Surpreendentemente, a colheita foi bem-sucedida, resultando em 360 kg de algodão e um lucro de R$ 8.640. Nesse mesmo ano, ele deu início à sua aventura no mercado de exportação, vendendo sua produção para uma empresa francesa.

No entanto, o que muitos não imaginam é que trinta anos antes desse feito, em 1974, quando residia em Quixeramobim, João Félix enfrentava uma realidade desoladora. Naquela época, ele contemplava com incredulidade seus 4,5 hectares de cultivo de algodão, que estavam devastados pelo solo debilitado e pelo bicudo-do-algodoeiro, a principal praga do algodão nas Américas.

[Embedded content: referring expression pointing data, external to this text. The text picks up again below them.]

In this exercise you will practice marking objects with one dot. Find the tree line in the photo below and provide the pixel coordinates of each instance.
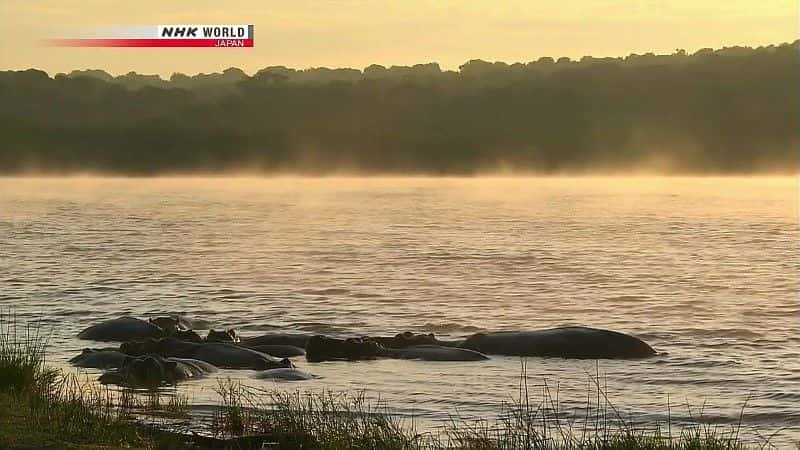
(731, 110)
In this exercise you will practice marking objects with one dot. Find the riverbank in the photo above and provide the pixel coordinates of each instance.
(44, 408)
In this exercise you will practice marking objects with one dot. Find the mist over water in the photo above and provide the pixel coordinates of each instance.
(704, 269)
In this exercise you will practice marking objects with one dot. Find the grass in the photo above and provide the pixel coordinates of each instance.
(43, 408)
(329, 421)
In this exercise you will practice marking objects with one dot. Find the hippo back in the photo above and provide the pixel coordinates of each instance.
(231, 356)
(565, 342)
(122, 329)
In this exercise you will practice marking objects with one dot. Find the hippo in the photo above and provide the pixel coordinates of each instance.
(122, 329)
(409, 339)
(187, 335)
(151, 371)
(323, 348)
(169, 324)
(285, 374)
(223, 355)
(564, 342)
(436, 353)
(279, 351)
(101, 358)
(296, 340)
(222, 336)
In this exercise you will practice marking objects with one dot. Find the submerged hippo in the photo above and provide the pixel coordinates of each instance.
(565, 342)
(279, 351)
(222, 336)
(285, 374)
(436, 353)
(154, 371)
(223, 355)
(122, 329)
(409, 339)
(169, 324)
(102, 358)
(187, 335)
(323, 348)
(296, 340)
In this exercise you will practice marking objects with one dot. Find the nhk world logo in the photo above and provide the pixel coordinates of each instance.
(220, 36)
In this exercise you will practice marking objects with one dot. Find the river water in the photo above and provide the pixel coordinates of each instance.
(703, 269)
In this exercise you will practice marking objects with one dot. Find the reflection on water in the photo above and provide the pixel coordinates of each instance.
(705, 269)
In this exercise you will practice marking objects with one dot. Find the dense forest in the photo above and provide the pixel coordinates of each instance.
(733, 110)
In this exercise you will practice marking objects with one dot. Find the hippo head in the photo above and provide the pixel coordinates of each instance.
(409, 339)
(169, 325)
(222, 336)
(474, 342)
(138, 348)
(322, 348)
(361, 348)
(188, 335)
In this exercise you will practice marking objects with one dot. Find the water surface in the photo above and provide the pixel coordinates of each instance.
(704, 269)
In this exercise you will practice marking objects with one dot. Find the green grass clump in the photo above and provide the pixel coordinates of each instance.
(41, 407)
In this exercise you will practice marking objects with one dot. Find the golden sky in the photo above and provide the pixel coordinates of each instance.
(356, 33)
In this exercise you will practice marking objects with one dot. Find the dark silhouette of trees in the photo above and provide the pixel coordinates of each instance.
(734, 110)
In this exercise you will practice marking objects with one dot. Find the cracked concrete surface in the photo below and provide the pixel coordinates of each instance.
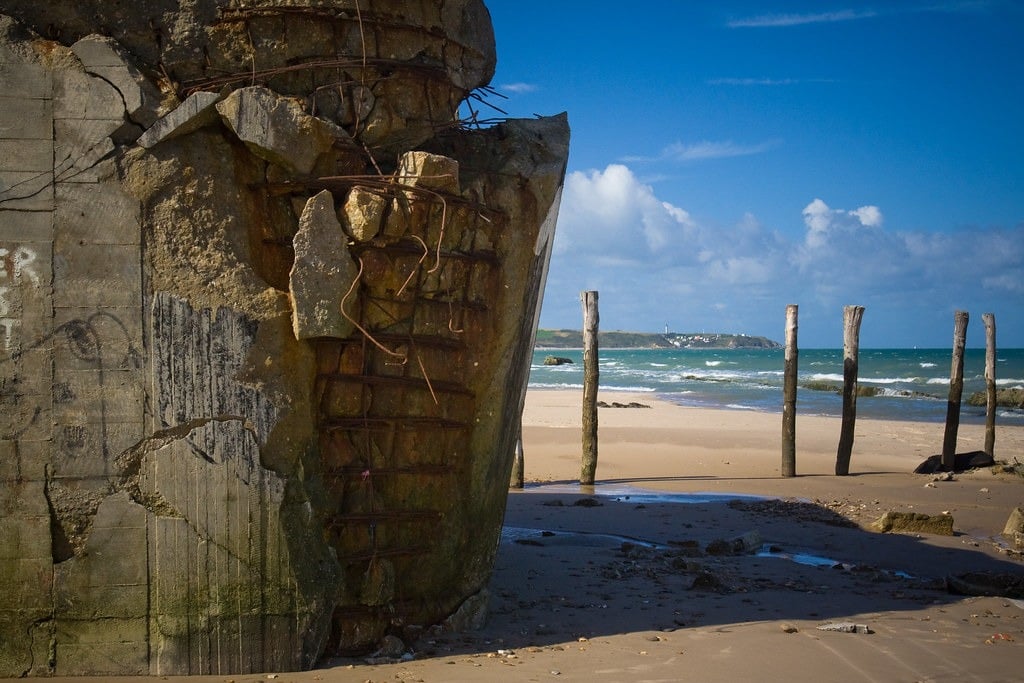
(265, 315)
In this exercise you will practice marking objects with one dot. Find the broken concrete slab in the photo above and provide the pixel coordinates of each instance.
(197, 111)
(102, 56)
(323, 273)
(278, 130)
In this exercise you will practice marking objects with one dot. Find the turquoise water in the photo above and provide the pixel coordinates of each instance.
(913, 384)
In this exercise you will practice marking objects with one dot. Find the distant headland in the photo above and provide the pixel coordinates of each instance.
(617, 339)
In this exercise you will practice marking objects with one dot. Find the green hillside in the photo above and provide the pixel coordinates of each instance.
(616, 339)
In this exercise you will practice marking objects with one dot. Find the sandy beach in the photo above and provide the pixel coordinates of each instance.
(616, 583)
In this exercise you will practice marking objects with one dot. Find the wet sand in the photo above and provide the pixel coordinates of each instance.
(615, 584)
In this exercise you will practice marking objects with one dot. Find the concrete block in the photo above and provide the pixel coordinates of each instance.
(25, 647)
(83, 164)
(98, 397)
(32, 156)
(88, 451)
(23, 487)
(322, 273)
(107, 217)
(79, 96)
(198, 111)
(102, 275)
(102, 56)
(26, 538)
(90, 339)
(27, 190)
(26, 81)
(23, 119)
(114, 647)
(26, 226)
(276, 129)
(28, 584)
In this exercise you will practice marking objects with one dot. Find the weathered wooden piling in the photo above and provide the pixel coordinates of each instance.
(989, 321)
(790, 394)
(961, 318)
(851, 343)
(590, 380)
(517, 464)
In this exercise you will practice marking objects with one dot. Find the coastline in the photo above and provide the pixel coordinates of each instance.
(607, 584)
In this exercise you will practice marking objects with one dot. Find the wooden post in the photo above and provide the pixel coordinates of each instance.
(590, 379)
(517, 463)
(989, 321)
(851, 343)
(790, 394)
(961, 318)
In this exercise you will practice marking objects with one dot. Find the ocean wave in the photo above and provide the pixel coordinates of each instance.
(553, 385)
(889, 380)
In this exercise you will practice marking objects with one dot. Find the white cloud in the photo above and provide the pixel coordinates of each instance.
(654, 262)
(782, 20)
(707, 150)
(773, 20)
(517, 88)
(823, 223)
(753, 81)
(612, 210)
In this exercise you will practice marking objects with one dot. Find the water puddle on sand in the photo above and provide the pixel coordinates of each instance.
(634, 495)
(538, 537)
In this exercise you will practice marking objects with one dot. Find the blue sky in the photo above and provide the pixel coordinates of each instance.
(730, 158)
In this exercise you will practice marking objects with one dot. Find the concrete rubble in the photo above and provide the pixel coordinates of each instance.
(266, 312)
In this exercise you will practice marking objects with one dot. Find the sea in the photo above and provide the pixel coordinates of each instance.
(909, 384)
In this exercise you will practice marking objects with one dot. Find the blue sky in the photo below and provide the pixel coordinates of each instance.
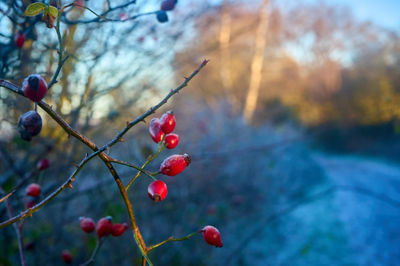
(382, 12)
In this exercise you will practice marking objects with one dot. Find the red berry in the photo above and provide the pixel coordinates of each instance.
(118, 229)
(43, 164)
(104, 226)
(29, 125)
(211, 209)
(174, 164)
(35, 87)
(67, 258)
(167, 122)
(167, 5)
(123, 16)
(87, 224)
(155, 130)
(19, 39)
(212, 236)
(30, 204)
(171, 141)
(157, 190)
(33, 190)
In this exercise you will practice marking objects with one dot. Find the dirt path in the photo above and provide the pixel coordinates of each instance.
(372, 224)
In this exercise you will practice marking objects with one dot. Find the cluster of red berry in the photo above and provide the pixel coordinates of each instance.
(161, 130)
(104, 227)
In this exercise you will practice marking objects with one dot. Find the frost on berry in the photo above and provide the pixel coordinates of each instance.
(174, 164)
(29, 125)
(104, 226)
(212, 236)
(157, 190)
(34, 87)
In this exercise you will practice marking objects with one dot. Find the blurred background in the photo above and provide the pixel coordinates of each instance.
(293, 128)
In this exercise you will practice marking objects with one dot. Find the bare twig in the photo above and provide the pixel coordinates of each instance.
(171, 239)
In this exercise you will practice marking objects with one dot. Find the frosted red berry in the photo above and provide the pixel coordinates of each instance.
(104, 226)
(29, 125)
(167, 5)
(155, 130)
(33, 190)
(118, 229)
(174, 164)
(87, 224)
(171, 141)
(30, 204)
(34, 87)
(19, 39)
(67, 258)
(167, 122)
(157, 190)
(43, 164)
(212, 236)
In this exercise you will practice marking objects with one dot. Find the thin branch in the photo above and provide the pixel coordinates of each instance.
(61, 61)
(132, 166)
(38, 206)
(151, 158)
(48, 109)
(152, 110)
(18, 231)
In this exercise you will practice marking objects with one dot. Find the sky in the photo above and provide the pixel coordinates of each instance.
(383, 12)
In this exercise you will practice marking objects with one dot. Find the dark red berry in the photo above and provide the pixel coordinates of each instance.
(104, 226)
(171, 141)
(43, 164)
(87, 224)
(35, 87)
(162, 16)
(54, 3)
(174, 164)
(29, 125)
(167, 122)
(118, 229)
(167, 5)
(33, 190)
(212, 236)
(19, 39)
(155, 130)
(157, 190)
(67, 258)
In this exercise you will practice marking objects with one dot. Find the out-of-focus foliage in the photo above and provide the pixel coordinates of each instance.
(323, 69)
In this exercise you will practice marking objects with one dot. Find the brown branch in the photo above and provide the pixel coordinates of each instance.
(38, 206)
(48, 109)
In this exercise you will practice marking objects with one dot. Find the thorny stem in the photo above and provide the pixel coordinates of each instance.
(171, 239)
(61, 60)
(100, 152)
(99, 242)
(132, 166)
(151, 158)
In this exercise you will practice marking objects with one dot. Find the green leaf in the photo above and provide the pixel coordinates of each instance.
(34, 9)
(53, 11)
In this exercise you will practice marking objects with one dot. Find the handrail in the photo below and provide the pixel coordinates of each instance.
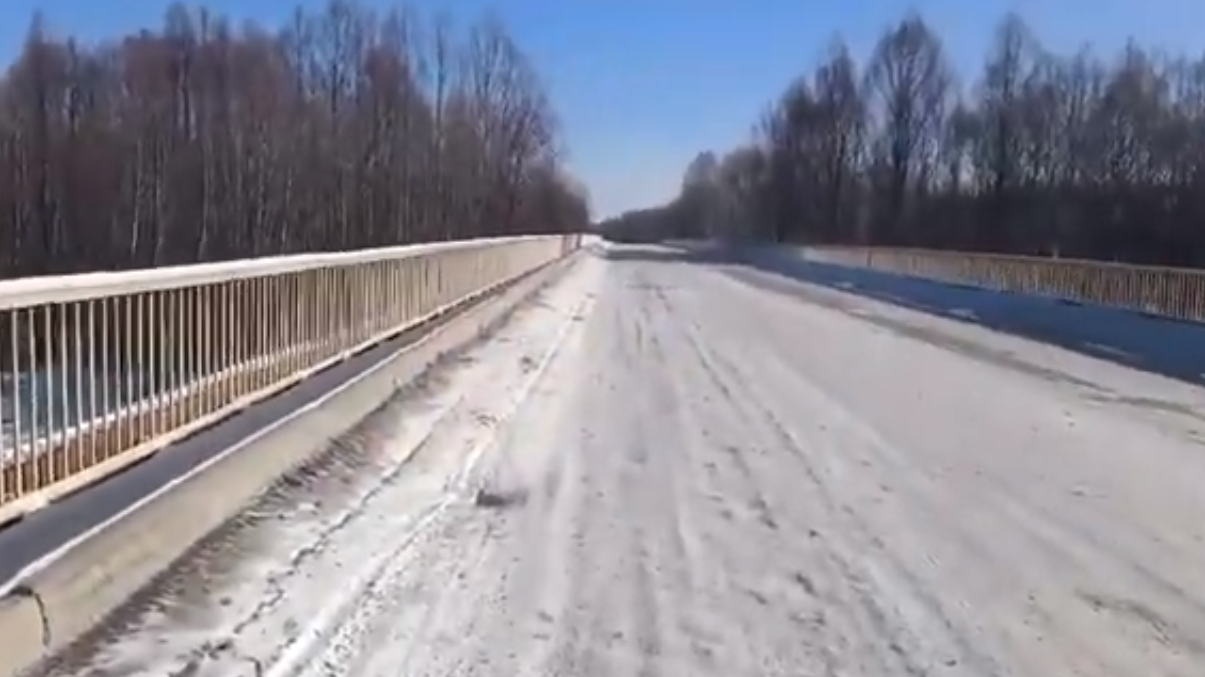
(105, 369)
(1175, 293)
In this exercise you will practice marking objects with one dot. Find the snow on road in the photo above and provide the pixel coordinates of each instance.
(712, 471)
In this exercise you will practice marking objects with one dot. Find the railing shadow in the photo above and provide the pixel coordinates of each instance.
(1168, 347)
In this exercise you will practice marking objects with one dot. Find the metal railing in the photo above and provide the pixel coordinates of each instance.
(1167, 292)
(100, 370)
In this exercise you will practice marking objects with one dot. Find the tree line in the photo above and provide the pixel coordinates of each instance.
(204, 140)
(1040, 153)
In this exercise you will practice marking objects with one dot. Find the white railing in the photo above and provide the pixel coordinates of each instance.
(101, 370)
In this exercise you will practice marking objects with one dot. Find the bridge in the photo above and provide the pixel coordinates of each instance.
(558, 455)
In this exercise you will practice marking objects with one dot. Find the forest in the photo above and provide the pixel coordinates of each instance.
(201, 140)
(1040, 153)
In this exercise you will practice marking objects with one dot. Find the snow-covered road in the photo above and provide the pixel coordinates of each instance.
(717, 471)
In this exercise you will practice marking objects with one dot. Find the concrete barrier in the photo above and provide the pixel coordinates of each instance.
(56, 605)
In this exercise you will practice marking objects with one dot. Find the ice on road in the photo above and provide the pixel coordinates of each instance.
(711, 471)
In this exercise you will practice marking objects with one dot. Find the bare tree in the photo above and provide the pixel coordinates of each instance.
(201, 141)
(1051, 154)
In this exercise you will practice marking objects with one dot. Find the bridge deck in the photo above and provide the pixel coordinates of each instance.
(703, 469)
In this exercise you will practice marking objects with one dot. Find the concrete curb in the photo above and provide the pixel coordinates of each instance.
(57, 605)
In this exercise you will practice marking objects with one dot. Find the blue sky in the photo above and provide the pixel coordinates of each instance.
(644, 84)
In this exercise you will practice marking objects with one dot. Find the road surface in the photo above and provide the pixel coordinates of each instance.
(710, 470)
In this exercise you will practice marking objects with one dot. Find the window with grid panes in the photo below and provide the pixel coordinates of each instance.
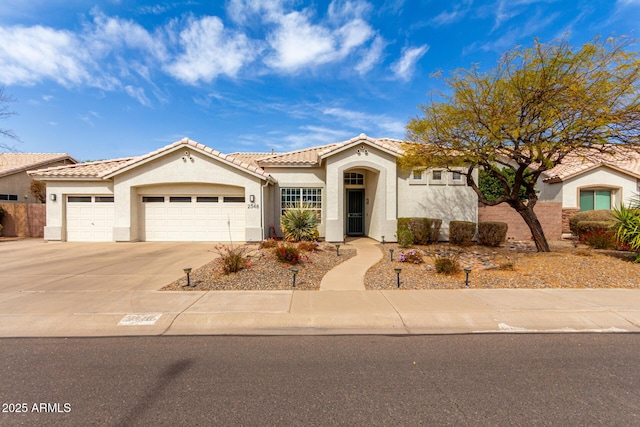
(308, 198)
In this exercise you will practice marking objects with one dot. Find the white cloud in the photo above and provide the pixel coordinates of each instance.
(372, 56)
(138, 94)
(29, 55)
(405, 66)
(365, 122)
(209, 50)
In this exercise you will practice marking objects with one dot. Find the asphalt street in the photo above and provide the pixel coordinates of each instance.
(489, 379)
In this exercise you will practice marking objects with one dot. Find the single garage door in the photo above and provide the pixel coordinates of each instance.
(90, 218)
(192, 219)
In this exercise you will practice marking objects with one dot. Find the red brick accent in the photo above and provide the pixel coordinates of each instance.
(549, 214)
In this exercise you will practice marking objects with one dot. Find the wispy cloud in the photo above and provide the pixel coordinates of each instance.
(209, 50)
(405, 66)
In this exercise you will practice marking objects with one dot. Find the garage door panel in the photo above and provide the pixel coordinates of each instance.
(192, 221)
(90, 221)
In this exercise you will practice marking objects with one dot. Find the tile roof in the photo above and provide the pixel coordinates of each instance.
(312, 156)
(108, 168)
(97, 170)
(623, 158)
(11, 163)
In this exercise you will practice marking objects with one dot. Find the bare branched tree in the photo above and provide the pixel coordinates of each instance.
(5, 113)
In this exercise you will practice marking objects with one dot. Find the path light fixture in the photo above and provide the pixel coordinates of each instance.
(398, 270)
(467, 270)
(187, 271)
(294, 270)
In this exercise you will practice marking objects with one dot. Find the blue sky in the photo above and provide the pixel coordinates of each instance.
(115, 78)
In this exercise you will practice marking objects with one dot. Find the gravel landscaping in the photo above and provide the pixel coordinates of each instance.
(513, 265)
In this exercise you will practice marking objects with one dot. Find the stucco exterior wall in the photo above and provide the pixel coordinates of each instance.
(447, 200)
(174, 175)
(56, 220)
(300, 177)
(622, 185)
(381, 213)
(20, 183)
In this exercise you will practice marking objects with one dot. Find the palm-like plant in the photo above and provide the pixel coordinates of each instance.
(627, 225)
(299, 223)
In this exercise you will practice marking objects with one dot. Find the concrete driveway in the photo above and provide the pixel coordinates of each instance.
(36, 265)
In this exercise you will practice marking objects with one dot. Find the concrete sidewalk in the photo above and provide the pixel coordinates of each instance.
(109, 313)
(49, 300)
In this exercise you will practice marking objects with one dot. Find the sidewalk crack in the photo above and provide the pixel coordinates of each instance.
(181, 313)
(406, 328)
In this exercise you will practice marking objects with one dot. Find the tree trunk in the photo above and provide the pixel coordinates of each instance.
(537, 233)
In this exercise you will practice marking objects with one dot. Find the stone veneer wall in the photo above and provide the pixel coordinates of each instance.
(23, 219)
(549, 214)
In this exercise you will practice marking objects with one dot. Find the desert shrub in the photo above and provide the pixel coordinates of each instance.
(596, 215)
(627, 226)
(446, 264)
(232, 259)
(461, 232)
(287, 253)
(268, 244)
(405, 238)
(413, 256)
(307, 246)
(492, 233)
(299, 224)
(424, 230)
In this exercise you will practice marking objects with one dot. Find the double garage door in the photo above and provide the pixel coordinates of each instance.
(162, 218)
(192, 218)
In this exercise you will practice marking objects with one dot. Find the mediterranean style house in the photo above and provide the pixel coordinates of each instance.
(187, 191)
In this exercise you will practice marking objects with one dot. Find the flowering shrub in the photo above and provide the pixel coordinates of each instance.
(287, 253)
(232, 259)
(412, 256)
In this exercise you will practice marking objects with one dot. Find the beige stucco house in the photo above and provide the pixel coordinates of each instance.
(593, 179)
(187, 191)
(15, 183)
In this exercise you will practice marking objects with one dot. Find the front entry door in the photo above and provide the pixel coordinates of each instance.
(355, 212)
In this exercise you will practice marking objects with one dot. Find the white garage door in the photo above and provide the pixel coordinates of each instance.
(192, 219)
(90, 218)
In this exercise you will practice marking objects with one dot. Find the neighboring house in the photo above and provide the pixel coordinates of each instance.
(189, 192)
(15, 184)
(593, 179)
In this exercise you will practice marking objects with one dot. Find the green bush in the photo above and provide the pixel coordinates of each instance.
(492, 233)
(597, 215)
(413, 256)
(424, 230)
(405, 238)
(287, 253)
(447, 264)
(232, 259)
(461, 232)
(627, 226)
(299, 224)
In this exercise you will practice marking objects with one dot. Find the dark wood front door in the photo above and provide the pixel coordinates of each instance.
(355, 212)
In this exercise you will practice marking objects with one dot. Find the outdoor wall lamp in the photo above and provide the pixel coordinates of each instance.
(294, 270)
(398, 270)
(467, 270)
(187, 272)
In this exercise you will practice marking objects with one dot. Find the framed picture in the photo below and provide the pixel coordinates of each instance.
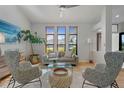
(9, 31)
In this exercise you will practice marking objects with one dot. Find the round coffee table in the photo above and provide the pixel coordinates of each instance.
(60, 81)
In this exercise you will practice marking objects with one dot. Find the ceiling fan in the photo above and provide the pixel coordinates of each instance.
(64, 7)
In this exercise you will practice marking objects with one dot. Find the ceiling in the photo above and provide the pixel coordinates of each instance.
(117, 10)
(50, 13)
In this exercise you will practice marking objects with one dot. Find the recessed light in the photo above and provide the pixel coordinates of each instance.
(117, 16)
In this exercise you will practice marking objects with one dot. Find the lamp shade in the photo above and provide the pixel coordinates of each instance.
(2, 38)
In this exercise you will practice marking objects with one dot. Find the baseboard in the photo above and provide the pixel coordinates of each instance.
(86, 61)
(83, 60)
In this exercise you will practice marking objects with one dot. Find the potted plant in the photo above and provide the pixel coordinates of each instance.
(26, 35)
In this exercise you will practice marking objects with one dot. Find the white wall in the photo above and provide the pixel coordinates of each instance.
(84, 32)
(13, 15)
(115, 42)
(105, 27)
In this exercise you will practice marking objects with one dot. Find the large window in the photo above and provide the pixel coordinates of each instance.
(50, 39)
(61, 38)
(121, 41)
(61, 33)
(73, 39)
(99, 39)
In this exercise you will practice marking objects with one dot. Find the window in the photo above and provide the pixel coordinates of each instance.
(121, 41)
(99, 41)
(61, 38)
(73, 39)
(2, 38)
(61, 33)
(114, 28)
(50, 39)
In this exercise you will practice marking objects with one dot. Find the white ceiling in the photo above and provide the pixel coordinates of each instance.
(117, 10)
(50, 14)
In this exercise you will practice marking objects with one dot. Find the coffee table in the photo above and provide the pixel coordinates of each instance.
(57, 81)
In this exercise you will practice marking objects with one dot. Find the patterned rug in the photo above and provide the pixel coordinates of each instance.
(77, 81)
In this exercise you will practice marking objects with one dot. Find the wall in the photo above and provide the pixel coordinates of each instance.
(13, 15)
(84, 32)
(105, 27)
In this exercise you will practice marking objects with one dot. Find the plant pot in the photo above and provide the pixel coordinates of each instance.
(34, 59)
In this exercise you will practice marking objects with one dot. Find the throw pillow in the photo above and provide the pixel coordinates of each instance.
(68, 54)
(52, 55)
(61, 54)
(0, 52)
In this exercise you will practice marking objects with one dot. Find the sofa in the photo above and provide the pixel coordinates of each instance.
(61, 57)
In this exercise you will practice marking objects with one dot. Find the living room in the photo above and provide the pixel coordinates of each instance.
(64, 28)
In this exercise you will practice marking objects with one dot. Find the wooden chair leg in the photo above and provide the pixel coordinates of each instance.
(83, 83)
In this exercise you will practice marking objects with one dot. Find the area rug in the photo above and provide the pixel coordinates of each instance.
(77, 81)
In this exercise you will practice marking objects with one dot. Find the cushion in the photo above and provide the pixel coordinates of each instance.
(51, 55)
(66, 59)
(0, 52)
(68, 54)
(61, 54)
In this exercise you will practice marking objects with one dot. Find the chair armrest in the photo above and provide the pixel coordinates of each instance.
(76, 58)
(28, 72)
(25, 65)
(93, 74)
(100, 67)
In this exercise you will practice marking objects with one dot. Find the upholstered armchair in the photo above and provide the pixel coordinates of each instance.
(22, 73)
(105, 75)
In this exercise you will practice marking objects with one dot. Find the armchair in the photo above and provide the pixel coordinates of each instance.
(22, 73)
(105, 75)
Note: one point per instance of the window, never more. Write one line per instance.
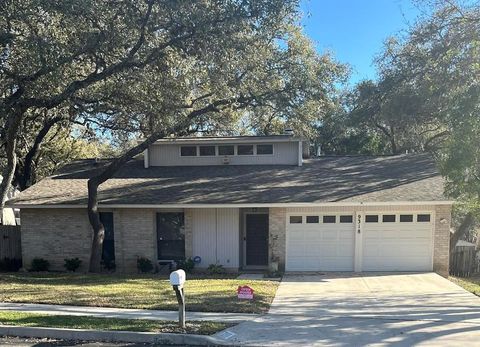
(346, 219)
(108, 247)
(188, 151)
(423, 218)
(207, 151)
(406, 218)
(264, 149)
(295, 219)
(170, 236)
(389, 218)
(245, 150)
(226, 150)
(329, 219)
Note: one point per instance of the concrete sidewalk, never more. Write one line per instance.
(107, 312)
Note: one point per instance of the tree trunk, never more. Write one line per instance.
(466, 224)
(98, 228)
(92, 209)
(12, 126)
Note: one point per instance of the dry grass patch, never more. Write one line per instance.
(203, 294)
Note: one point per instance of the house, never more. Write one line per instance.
(247, 203)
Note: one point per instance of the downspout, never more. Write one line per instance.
(300, 153)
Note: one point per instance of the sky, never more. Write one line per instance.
(355, 30)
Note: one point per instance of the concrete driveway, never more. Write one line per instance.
(340, 309)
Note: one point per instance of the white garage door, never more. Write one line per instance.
(318, 242)
(397, 242)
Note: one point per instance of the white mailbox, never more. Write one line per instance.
(177, 278)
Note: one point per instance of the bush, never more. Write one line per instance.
(10, 264)
(39, 264)
(72, 264)
(144, 265)
(186, 265)
(215, 269)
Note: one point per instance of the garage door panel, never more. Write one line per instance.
(320, 246)
(397, 246)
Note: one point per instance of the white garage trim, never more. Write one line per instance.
(397, 246)
(378, 246)
(321, 245)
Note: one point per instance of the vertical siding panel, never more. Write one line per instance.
(228, 236)
(204, 240)
(216, 236)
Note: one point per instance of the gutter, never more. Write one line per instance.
(238, 205)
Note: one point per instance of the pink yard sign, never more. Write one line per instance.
(245, 292)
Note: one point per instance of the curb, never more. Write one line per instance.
(111, 336)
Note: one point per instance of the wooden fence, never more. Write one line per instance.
(463, 261)
(10, 242)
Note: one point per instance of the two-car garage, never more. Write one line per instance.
(359, 241)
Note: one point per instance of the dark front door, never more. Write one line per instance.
(256, 234)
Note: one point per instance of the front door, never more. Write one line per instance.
(256, 239)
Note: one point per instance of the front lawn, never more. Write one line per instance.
(134, 291)
(76, 322)
(472, 284)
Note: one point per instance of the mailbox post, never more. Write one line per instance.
(177, 280)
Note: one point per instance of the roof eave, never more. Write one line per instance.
(240, 205)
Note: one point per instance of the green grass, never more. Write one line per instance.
(76, 322)
(139, 291)
(472, 284)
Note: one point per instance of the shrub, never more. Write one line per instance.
(39, 264)
(10, 264)
(186, 265)
(144, 265)
(72, 264)
(215, 269)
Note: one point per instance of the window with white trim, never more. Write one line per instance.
(295, 219)
(188, 151)
(245, 149)
(207, 151)
(226, 150)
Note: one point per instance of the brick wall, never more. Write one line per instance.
(135, 236)
(277, 236)
(441, 242)
(55, 234)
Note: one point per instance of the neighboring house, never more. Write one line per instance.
(247, 203)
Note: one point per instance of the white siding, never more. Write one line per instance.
(216, 236)
(284, 153)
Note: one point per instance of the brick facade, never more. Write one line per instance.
(135, 236)
(441, 240)
(56, 234)
(277, 237)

Naquela época, ele vendia o algodão de baixa qualidade para intermediários, sem jamais sonhar com lucros próximos dos que obteve em 2004.

Os conhecimentos inovadores que permitiram que João Félix superasse o bicudo e assegurasse a sustentabilidade de sua produção foram adquiridos por meio de sua participação no Consórcio de Algodão Agroecológico, um projeto desenvolvido pela ONG cearense Esplar, com o nome de Projeto Consórcio Agroecológico com Algodoeiro Mocó, iniciado em 1991.

O algodoeiro Mocó é uma variedade de algodão em forma de árvore comum no Ceará e que prospera particularmente em períodos de estiagem prolongada. Inicialmente, o projeto promovia exclusivamente o cultivo desta espécie. Com o tempo, a iniciativa expandiu para incluir o cultivo do algodão herbáceo, uma variedade rasteira.

Por meio de cursos, seminários, intercâmbios e treinamentos, João Félix e outros agricultores adquiriram conhecimentos sobre práticas sustentáveis que não apenas viabilizaram a produção de algodão, mas também a tornaram ecologicamente sustentável. O projeto contou com financiamento de fundos e agências de cooperação internacional, além de apoio de órgãos governamentais.

No auge das dificuldades, João chegou a abandonar a cultura do algodão, que, devido ao seu valor no mercado, era chamada de “ouro branco do Sertão”. Ele se concentrou no cultivo de milho e feijão, duas culturas de sequeiro adaptadas a regiões com baixa pluviosidade. No entanto, era o algodão que sustentava suas despesas.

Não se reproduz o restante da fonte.